The CEO of Lazard, Kenneth M. Jacobs, said that the unilateral approach of the United States towards foreign policies and trades posses a threat to the sustenance of the US dollar as the premier global reserve currency. This is a status that the greenback has upheld since overthrowing the British pounds sterling in 1945.
For the purpose of international trades and transactions, central banks across the world hold in reserve certain selection currencies. This action, in accordance to the Bretton Woods accord of 1944 permits these national banks to issue their own local currencies to their citizens in the form of IOUs and repurchase them with such reserve currencies.
Pressure on the US Dollar
Recent years have seen the rise of a number of other currencies from the growing economies of the world. The euro and the yen have risen in acceptance and competed with the US dollar as several nations now hold such in reserve. Even more recently, the rise of China as the largest creditor and exporter in the world influenced the pronouncement of the Chinese Yuan as a global reserve currency by the International Monetary Fund (IMF) in 2015.

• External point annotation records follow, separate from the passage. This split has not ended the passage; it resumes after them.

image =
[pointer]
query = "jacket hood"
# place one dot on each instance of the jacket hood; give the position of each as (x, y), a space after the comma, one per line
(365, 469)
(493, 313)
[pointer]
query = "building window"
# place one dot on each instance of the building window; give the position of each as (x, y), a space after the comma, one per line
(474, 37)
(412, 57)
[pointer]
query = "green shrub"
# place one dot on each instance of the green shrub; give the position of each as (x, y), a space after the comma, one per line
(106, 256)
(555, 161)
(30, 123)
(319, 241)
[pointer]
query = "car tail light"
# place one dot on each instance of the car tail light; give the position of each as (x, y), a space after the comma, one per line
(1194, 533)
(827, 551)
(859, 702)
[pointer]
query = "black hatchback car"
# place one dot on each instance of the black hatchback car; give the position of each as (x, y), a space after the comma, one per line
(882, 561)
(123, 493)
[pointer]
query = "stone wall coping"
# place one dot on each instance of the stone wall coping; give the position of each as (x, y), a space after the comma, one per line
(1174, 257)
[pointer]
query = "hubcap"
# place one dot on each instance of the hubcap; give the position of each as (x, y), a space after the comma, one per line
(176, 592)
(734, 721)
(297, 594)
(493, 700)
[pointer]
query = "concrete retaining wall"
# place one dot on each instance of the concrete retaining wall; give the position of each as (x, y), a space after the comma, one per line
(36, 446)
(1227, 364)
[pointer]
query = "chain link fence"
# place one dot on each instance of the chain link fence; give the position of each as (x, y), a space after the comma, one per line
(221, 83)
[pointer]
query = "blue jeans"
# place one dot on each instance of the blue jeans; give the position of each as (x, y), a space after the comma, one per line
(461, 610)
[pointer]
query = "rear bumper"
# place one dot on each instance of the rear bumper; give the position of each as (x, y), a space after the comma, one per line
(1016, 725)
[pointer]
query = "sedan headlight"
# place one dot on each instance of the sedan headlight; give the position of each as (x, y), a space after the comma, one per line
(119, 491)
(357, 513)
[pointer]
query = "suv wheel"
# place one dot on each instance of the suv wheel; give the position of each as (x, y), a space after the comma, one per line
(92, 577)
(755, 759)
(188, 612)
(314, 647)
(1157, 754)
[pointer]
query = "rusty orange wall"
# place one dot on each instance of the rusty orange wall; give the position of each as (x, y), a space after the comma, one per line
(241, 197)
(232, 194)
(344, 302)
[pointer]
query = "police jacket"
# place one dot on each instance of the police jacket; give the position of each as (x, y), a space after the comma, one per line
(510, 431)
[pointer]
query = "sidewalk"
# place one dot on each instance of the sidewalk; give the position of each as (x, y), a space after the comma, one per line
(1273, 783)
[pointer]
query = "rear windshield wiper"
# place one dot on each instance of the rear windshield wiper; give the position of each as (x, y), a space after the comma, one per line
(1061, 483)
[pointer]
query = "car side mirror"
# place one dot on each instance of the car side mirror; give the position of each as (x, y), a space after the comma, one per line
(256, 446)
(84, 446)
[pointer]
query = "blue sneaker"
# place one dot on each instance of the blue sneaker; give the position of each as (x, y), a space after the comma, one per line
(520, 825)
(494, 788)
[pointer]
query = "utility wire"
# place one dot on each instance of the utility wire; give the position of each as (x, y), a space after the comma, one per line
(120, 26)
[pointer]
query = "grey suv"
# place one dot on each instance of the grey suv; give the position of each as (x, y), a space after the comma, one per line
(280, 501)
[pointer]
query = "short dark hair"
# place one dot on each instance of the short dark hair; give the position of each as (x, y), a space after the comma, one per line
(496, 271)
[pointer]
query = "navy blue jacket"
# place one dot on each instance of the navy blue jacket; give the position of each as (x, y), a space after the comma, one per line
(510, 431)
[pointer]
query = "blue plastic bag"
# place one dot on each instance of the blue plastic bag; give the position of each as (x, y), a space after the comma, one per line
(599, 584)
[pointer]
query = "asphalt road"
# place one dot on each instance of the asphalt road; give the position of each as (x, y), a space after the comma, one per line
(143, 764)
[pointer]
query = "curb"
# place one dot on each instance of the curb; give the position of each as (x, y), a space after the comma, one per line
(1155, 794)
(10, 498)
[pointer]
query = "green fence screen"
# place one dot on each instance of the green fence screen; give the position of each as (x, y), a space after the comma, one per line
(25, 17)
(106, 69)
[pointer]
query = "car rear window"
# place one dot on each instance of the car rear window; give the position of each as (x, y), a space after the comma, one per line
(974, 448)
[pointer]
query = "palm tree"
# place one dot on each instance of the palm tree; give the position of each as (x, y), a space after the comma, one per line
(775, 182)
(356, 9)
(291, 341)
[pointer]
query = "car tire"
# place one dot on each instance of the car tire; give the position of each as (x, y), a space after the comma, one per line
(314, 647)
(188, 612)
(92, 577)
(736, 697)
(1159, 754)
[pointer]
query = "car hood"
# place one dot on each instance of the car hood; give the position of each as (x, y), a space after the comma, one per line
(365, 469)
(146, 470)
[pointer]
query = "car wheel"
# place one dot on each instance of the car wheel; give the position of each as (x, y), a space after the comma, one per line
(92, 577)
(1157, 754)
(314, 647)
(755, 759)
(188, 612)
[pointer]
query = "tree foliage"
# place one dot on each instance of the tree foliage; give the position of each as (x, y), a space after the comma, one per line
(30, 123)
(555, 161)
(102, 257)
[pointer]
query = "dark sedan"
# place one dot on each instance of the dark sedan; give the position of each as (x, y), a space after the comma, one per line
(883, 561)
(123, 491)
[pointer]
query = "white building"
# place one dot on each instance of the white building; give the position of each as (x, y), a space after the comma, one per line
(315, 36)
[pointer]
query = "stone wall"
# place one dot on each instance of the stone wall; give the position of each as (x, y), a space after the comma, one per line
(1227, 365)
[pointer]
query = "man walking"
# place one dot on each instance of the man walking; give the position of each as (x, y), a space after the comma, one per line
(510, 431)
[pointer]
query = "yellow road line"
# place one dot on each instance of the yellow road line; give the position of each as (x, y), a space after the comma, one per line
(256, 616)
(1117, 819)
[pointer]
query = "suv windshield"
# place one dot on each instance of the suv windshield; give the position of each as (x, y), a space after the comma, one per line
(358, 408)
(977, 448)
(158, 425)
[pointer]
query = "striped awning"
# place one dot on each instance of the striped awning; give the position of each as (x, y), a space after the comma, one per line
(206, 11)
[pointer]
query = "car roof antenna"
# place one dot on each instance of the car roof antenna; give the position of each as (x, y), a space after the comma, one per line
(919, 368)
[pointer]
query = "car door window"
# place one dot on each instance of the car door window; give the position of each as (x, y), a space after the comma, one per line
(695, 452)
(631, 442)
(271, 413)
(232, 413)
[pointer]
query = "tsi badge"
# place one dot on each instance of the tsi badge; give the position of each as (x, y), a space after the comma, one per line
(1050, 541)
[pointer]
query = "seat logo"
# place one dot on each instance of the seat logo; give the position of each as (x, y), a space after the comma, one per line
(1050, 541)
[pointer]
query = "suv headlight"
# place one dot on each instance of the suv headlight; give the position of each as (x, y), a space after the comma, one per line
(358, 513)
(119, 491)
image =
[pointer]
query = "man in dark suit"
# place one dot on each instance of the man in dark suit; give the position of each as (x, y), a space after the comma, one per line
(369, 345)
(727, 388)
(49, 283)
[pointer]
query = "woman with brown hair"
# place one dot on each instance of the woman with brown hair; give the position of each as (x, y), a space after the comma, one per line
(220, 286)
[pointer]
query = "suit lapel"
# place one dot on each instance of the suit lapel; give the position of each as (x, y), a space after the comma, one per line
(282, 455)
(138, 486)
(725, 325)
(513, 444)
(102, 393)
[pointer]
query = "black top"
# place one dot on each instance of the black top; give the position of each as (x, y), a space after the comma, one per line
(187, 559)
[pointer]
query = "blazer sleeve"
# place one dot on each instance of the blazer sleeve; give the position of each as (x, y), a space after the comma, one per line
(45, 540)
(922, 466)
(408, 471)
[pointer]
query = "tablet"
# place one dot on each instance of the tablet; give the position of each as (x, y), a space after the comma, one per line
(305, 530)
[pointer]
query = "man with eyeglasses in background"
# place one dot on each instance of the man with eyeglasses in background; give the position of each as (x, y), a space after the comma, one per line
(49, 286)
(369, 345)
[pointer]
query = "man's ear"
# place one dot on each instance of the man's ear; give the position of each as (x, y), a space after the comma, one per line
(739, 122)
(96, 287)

Even though the academic explanation for any nation’s currency to qualify as a reserve currency appears to be based on economic indices, other reasons such as international politics also play significant roles on this matter.
In 2017, the head of FX strategy at Saxo Bank, John Hardy identified three main geopolitical issues as sources of pressure on the US dollar that may affect its status as the world’s premier reserve currency. They include:
The ongoing rise of China as it assumes a more prominent role in global trade and financial markets,
The North Korean regimes striving to maintain credibility and untouchability as a nuclear power and how this impacts China-U.S. relations, but also how Japan deals with this threat in terms of domestic as well as foreign policy,
The loosening of the U.S.-Europe transatlantic alliance and how Europe and the EU finds its feet as a more independent superpower — or not — in its own right after the German elections.
Cryptocurrency and Emerging Technologies
Last Thursday on Bloomberg, Jacobs noted that the amount of technology that exists in the world today with cryptocurrency further complicates the matter against the sustaining the reserve currency status of the US dollar in the future.
He said:
“To the extent that we have unilateral foreign policy and unilateral trade policy, we’re sort of tempting the world to find an alternative. Probably the greatest demonstration of soft power is the fact that the U.S. has the reserve currency of the world.”
Jacobs however noted that this may not be a case for the immediate future, but a development that should be kept in sight and within the realms of conscious imagination.
Still, “there’s enough technology out in the world today with cryptocurrency and changes going on that you can imagine, if you let your mind wander a little bit, that something becomes an alternative in the future,” he said.
Peradventure this comes to pass, it will surely represent a major disruption in the global monetary system as well as an international power redefinition. Hence, it is imminent that more attention be given to emerging technologies and cryptocurrency.